Posted at 4:44 PM, Dec 31, 2019
and last updated 2019-12-31 18:31:19-05

CLEVELAND — Advocates and supporters of the soon-to-be-built Red Line Greenway trail are upset with the Cleveland Metroparks after the early work done on the $6.4 million project included the removal of numerous trees. While the Friends of the Red Line Greenway organization and the Metroparks differ on the exact number of trees that were removed, many of the trees were planted and pruned by volunteers over the years.

The two-mile long greenway will hug the RTA’s Red Line across Cleveland’s West Side from the Michael Zone Recreation Center to where the trail terminates in Downtown Cleveland. Eventually, the trail will connect with the Cleveland Foundation Centennial trail near Franklin Ave. and Columbus Rd. The contract on the $6.4 million project was awarded in August. Construction began this month.

Over the week of Christmas, Lennie Stover, the founder of the Friends of the Red Line Greenway organization, received a call from a concerned citizen about the number of trees that had been removed along the trail between Abbey Ave. and Franklin Ave. Stover, who has keys to the security gates, notified RTA dispatch and showed News 5 the bare hillsides the trees once occupied.

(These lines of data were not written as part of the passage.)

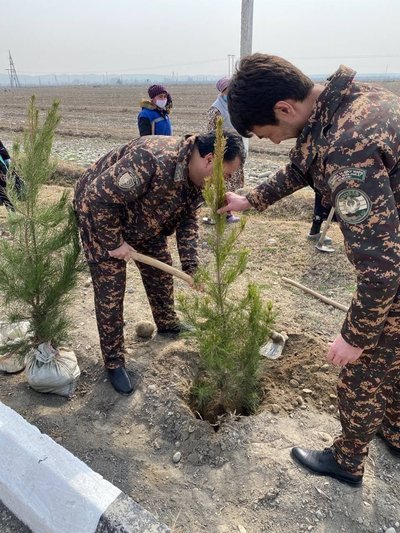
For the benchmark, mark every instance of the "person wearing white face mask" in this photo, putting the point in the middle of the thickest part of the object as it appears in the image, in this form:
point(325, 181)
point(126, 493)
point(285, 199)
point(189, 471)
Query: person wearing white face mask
point(153, 118)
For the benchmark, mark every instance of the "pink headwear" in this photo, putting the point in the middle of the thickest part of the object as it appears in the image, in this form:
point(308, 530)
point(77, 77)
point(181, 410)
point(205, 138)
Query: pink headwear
point(223, 83)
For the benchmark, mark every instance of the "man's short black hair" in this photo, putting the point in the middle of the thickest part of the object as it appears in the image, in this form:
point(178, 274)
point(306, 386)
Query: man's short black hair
point(234, 145)
point(260, 82)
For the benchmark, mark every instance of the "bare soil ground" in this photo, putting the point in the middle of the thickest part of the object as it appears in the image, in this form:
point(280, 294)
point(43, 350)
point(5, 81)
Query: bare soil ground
point(240, 478)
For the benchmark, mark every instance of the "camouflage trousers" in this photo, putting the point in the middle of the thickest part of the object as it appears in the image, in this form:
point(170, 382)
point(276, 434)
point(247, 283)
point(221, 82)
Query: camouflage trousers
point(109, 282)
point(369, 397)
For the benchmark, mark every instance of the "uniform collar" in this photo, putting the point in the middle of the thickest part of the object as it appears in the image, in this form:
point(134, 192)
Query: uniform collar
point(185, 150)
point(312, 138)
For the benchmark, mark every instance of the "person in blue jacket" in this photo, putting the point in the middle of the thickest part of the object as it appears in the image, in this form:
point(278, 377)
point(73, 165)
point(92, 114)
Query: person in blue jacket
point(153, 118)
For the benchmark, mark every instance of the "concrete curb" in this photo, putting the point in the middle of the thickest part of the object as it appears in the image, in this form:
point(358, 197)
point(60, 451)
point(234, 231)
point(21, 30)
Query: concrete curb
point(52, 491)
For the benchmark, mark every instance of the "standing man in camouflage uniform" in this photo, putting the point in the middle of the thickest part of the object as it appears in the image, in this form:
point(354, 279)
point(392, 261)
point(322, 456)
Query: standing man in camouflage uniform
point(348, 147)
point(132, 199)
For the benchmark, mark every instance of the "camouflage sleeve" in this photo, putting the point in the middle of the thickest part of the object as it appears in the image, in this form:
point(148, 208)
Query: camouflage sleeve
point(120, 184)
point(212, 114)
point(187, 236)
point(286, 181)
point(366, 211)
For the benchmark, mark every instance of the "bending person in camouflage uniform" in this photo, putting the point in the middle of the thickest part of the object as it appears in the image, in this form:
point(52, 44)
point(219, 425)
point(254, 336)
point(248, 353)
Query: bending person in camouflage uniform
point(348, 144)
point(132, 199)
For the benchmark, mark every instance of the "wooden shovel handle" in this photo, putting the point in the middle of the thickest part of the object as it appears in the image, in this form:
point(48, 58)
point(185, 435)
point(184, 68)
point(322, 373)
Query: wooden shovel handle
point(136, 256)
point(326, 227)
point(315, 294)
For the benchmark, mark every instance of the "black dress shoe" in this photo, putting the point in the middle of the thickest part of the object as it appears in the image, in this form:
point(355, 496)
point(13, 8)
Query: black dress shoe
point(120, 380)
point(324, 464)
point(392, 449)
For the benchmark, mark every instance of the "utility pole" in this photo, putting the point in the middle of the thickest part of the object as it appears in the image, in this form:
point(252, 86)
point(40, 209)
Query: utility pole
point(246, 36)
point(231, 64)
point(14, 81)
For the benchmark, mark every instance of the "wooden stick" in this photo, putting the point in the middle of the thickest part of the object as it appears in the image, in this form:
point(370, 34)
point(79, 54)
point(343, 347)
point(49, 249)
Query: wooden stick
point(136, 256)
point(316, 294)
point(325, 230)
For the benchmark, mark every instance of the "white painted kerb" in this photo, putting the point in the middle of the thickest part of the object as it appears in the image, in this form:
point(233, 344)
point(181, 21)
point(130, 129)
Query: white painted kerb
point(44, 485)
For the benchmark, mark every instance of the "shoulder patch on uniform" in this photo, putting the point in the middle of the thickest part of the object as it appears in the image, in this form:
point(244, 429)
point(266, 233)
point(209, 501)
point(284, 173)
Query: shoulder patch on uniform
point(128, 181)
point(353, 205)
point(346, 174)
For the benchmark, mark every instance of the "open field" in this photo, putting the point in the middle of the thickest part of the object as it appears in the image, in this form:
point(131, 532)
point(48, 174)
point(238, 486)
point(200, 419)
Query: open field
point(240, 478)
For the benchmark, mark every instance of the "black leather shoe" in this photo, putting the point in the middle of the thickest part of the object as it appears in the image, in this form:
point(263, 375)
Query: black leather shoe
point(120, 380)
point(324, 464)
point(392, 449)
point(174, 330)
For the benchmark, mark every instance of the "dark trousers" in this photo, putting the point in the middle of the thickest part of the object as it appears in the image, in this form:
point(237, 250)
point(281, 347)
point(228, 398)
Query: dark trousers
point(109, 282)
point(369, 397)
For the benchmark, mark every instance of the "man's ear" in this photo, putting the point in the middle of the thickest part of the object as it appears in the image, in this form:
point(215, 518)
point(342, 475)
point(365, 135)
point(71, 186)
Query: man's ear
point(284, 110)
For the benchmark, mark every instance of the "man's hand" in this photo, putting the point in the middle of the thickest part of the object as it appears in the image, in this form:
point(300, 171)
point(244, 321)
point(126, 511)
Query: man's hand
point(341, 352)
point(123, 252)
point(234, 202)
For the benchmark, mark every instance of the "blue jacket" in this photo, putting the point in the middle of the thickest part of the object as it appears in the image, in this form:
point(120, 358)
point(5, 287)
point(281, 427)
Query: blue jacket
point(154, 122)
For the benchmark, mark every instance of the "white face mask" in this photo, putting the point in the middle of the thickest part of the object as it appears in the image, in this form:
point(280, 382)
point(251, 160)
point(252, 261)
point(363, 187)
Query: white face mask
point(161, 103)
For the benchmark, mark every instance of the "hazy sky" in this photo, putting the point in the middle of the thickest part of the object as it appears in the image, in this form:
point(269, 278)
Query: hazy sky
point(195, 36)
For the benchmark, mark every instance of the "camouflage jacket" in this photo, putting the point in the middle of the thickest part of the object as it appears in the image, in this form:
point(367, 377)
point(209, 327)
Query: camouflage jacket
point(349, 150)
point(138, 193)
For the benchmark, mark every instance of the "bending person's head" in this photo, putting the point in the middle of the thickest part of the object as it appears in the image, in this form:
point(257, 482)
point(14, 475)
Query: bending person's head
point(260, 82)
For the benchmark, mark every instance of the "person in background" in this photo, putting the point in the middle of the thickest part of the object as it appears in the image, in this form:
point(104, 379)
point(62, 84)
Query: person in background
point(219, 108)
point(17, 182)
point(153, 118)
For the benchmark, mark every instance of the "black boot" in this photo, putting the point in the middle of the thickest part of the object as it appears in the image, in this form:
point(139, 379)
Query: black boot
point(120, 380)
point(392, 449)
point(174, 330)
point(315, 226)
point(324, 464)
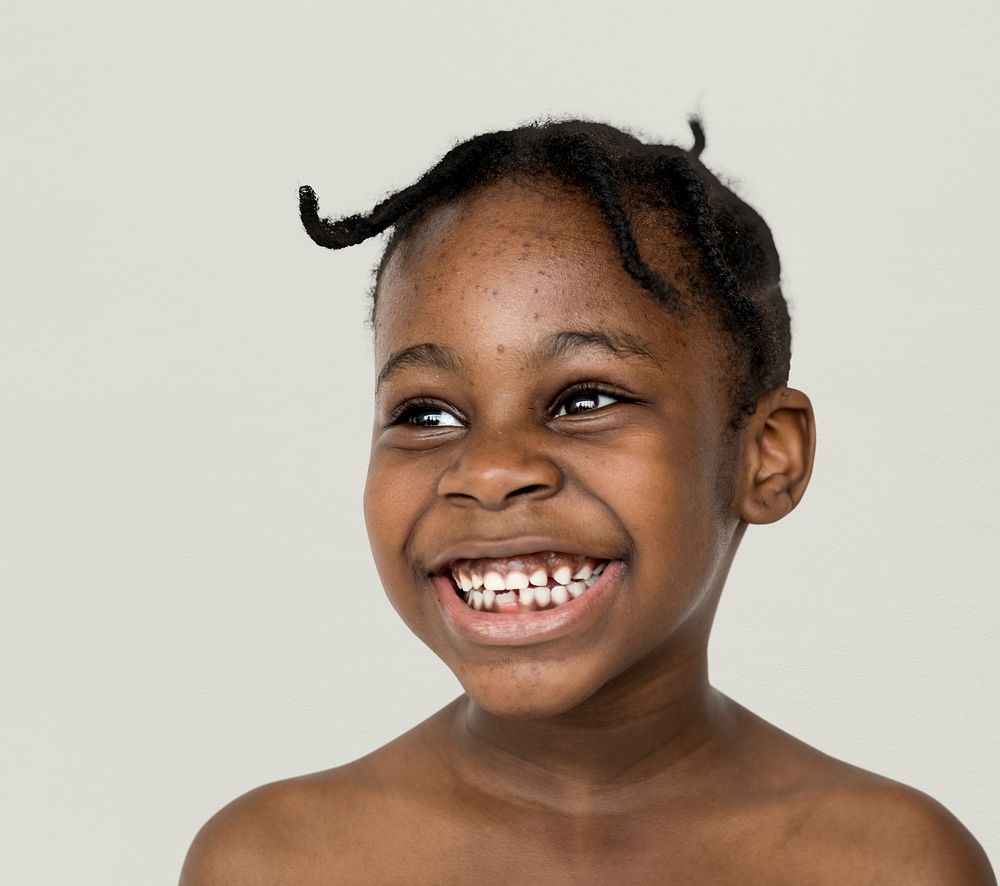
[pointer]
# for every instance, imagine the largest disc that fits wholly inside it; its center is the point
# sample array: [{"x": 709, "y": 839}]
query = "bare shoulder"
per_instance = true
[
  {"x": 285, "y": 832},
  {"x": 840, "y": 824},
  {"x": 905, "y": 836}
]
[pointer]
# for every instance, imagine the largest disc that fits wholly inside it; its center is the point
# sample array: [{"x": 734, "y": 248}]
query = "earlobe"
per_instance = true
[{"x": 779, "y": 445}]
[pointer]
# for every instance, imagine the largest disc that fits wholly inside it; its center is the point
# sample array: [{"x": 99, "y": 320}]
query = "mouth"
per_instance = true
[{"x": 523, "y": 583}]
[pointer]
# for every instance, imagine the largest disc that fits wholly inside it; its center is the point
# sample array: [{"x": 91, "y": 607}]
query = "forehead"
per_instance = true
[{"x": 518, "y": 259}]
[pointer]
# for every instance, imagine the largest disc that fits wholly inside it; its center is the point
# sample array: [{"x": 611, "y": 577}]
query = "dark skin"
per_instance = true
[{"x": 599, "y": 752}]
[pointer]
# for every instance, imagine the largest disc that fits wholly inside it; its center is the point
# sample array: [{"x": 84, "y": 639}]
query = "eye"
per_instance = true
[
  {"x": 584, "y": 400},
  {"x": 426, "y": 415}
]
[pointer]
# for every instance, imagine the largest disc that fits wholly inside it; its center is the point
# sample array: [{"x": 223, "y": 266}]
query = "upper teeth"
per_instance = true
[{"x": 501, "y": 584}]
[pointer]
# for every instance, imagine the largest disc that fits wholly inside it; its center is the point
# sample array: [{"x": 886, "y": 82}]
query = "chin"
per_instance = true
[{"x": 525, "y": 692}]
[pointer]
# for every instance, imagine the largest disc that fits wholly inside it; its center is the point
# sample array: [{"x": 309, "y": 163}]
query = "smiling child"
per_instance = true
[{"x": 581, "y": 403}]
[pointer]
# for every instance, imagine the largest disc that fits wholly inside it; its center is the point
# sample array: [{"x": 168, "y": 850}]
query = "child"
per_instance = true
[{"x": 581, "y": 404}]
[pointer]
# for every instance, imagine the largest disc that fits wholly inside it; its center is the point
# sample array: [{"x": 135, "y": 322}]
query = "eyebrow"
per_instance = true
[
  {"x": 558, "y": 344},
  {"x": 426, "y": 354},
  {"x": 620, "y": 344}
]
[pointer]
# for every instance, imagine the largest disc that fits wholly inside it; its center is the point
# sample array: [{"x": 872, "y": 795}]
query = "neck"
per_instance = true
[{"x": 643, "y": 736}]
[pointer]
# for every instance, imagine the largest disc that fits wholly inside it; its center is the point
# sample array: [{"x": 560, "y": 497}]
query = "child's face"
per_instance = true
[{"x": 555, "y": 409}]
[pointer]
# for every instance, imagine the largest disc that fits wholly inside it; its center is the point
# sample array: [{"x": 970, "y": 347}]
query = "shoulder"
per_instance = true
[
  {"x": 267, "y": 835},
  {"x": 836, "y": 823},
  {"x": 909, "y": 838},
  {"x": 868, "y": 829}
]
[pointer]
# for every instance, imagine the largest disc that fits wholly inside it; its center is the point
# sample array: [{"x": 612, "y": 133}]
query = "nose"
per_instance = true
[{"x": 496, "y": 472}]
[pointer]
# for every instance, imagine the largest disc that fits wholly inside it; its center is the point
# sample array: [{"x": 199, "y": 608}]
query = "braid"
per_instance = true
[
  {"x": 736, "y": 254},
  {"x": 459, "y": 170},
  {"x": 585, "y": 163}
]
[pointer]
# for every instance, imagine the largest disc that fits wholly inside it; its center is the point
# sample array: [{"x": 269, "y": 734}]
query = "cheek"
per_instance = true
[{"x": 392, "y": 507}]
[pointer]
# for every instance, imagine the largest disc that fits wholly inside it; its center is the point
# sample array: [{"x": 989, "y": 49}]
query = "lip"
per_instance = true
[
  {"x": 485, "y": 549},
  {"x": 523, "y": 629}
]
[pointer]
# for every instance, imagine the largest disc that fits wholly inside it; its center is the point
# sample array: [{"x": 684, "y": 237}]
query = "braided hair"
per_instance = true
[{"x": 734, "y": 257}]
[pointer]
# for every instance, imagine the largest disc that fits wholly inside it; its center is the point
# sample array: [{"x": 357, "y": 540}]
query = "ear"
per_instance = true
[{"x": 779, "y": 445}]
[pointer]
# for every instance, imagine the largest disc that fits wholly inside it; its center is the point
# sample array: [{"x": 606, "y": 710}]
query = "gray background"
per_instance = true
[{"x": 188, "y": 604}]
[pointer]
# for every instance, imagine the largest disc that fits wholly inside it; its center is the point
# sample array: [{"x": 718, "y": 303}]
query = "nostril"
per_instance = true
[{"x": 533, "y": 489}]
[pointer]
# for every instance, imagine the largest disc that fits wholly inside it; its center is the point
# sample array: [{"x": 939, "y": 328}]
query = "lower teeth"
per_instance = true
[{"x": 529, "y": 599}]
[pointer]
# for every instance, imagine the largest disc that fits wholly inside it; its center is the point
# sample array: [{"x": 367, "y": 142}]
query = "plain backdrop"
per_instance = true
[{"x": 188, "y": 604}]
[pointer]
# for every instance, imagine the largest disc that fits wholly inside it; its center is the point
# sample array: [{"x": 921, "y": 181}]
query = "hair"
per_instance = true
[{"x": 734, "y": 260}]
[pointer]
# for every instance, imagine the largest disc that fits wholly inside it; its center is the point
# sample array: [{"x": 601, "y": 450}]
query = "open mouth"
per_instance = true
[{"x": 525, "y": 583}]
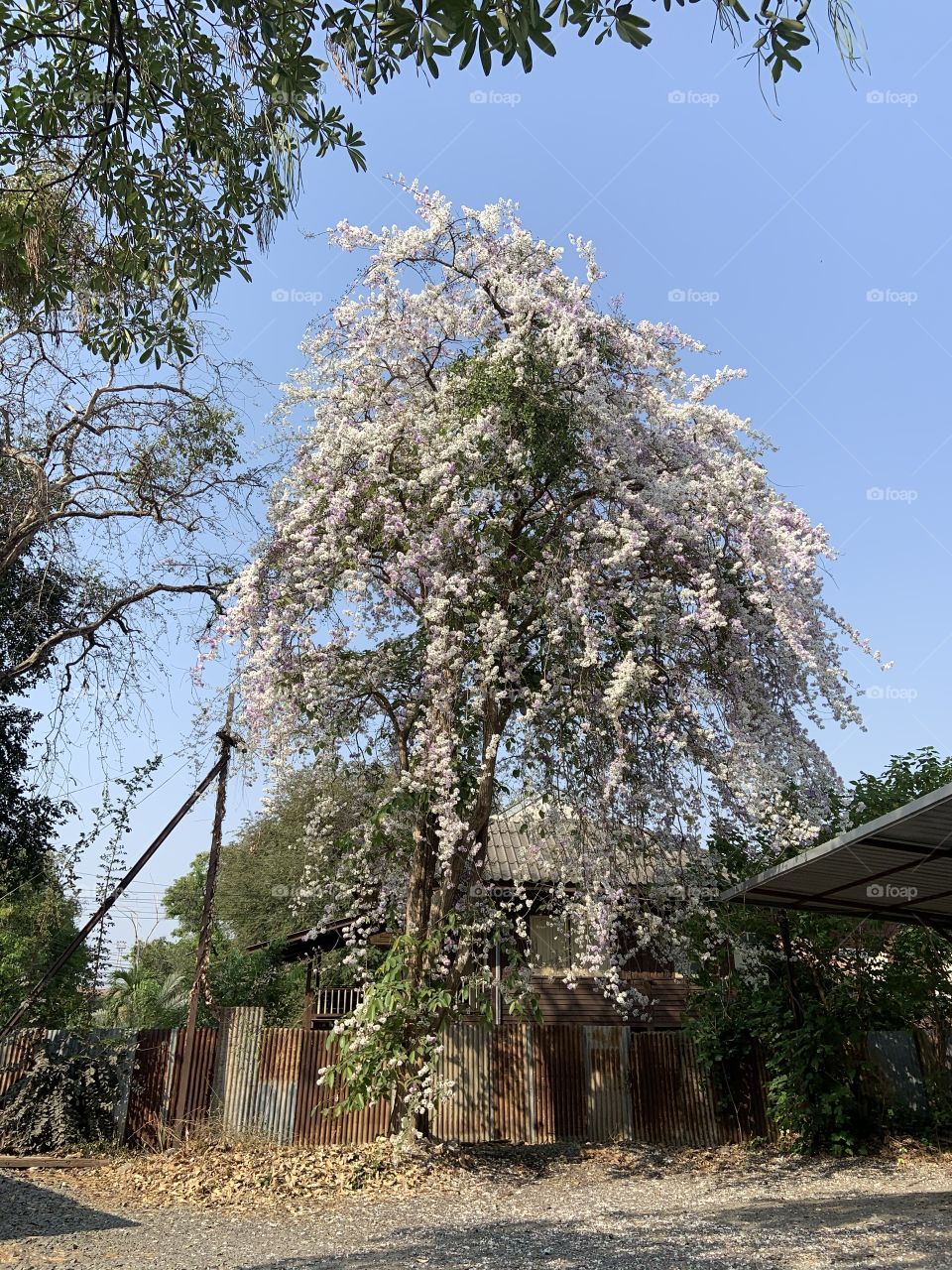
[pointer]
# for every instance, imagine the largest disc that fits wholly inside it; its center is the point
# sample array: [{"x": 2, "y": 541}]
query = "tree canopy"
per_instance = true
[
  {"x": 151, "y": 144},
  {"x": 522, "y": 552}
]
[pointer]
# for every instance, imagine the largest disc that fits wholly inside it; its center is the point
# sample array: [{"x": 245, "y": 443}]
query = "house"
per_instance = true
[{"x": 520, "y": 862}]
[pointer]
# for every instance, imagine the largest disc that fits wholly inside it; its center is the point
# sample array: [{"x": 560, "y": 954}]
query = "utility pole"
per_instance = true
[
  {"x": 204, "y": 935},
  {"x": 111, "y": 899}
]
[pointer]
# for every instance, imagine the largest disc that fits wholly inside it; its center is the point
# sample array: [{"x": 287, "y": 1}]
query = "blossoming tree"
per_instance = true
[{"x": 521, "y": 550}]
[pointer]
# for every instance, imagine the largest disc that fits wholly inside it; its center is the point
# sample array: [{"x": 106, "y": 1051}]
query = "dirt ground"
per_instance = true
[{"x": 571, "y": 1209}]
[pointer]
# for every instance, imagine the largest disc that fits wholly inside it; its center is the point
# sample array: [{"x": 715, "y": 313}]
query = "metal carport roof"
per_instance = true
[{"x": 896, "y": 867}]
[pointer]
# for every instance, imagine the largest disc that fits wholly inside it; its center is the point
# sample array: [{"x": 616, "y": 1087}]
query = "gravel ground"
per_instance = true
[{"x": 602, "y": 1211}]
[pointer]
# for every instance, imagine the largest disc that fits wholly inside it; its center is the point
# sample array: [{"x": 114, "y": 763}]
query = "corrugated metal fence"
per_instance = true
[{"x": 518, "y": 1082}]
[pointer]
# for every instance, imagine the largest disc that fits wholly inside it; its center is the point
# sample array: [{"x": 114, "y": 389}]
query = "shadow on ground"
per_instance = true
[
  {"x": 873, "y": 1230},
  {"x": 30, "y": 1209}
]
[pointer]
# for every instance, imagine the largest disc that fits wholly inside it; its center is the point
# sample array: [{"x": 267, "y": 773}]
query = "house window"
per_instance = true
[{"x": 549, "y": 944}]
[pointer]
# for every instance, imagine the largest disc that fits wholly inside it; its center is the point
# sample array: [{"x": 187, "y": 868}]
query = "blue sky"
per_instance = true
[{"x": 814, "y": 249}]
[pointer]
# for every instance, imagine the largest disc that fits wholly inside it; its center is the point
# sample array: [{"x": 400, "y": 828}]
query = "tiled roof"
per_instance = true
[
  {"x": 522, "y": 847},
  {"x": 515, "y": 855}
]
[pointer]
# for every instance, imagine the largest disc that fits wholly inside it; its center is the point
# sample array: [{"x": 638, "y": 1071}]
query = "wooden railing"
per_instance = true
[{"x": 335, "y": 1002}]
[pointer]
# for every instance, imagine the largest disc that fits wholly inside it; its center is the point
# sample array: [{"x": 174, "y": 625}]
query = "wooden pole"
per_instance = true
[
  {"x": 204, "y": 935},
  {"x": 109, "y": 901}
]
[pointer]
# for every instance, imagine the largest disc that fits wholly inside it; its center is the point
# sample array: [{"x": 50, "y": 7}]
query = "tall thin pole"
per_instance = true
[
  {"x": 204, "y": 934},
  {"x": 109, "y": 901}
]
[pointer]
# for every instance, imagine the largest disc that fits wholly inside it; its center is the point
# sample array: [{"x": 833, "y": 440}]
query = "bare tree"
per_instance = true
[{"x": 123, "y": 499}]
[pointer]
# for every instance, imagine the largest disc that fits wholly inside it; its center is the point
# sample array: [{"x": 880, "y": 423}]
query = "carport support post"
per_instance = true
[
  {"x": 204, "y": 937},
  {"x": 308, "y": 994},
  {"x": 788, "y": 957}
]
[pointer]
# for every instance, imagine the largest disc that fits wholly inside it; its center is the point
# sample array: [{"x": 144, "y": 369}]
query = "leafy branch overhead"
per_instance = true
[{"x": 154, "y": 143}]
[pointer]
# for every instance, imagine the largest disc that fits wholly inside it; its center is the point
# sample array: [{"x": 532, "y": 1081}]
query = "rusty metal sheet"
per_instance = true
[
  {"x": 276, "y": 1095},
  {"x": 608, "y": 1082},
  {"x": 513, "y": 1116},
  {"x": 198, "y": 1092},
  {"x": 671, "y": 1097},
  {"x": 146, "y": 1114},
  {"x": 235, "y": 1070},
  {"x": 316, "y": 1123},
  {"x": 467, "y": 1062},
  {"x": 558, "y": 1080},
  {"x": 16, "y": 1055}
]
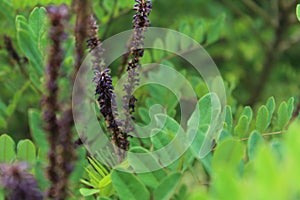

“They took out a massive amount of trees,” Stover said. “These are mature, healthy trees. There were maybe two of the hundreds of trees that were dead and should have been taken out. Otherwise, volunteers have been grooming these trees for 42 years. I was stunned. I really didn’t understand the need for it.”

A spokesperson for the Cleveland Metroparks, the lead agency on the project, offered a starkly different count on the number of trees that were removed. Only 20 trees were removed, the spokesperson said, and their removal was included in the long-established construction plans. The spokesperson said the trees that were removed will be replaced with new trees and landscaping when the construction wraps up in 2021.

Stover and dozens of other volunteers have spent countless hours mowing, trimming and removing dead vegetation along the trail’s route for years. Stover said it has been a labor of love. Although he is pleased to know the Metroparks will replace the trees that were removed, those new trees will still be decades away from providing a desirable urban canopy.

“We need beautiful access. We need access ramps that are accessible to everyone including those with disabilities. We all want that but we had higher visions,” Stover said. “To me they are treating urban trails differently than they treat suburban trails and not in a good way."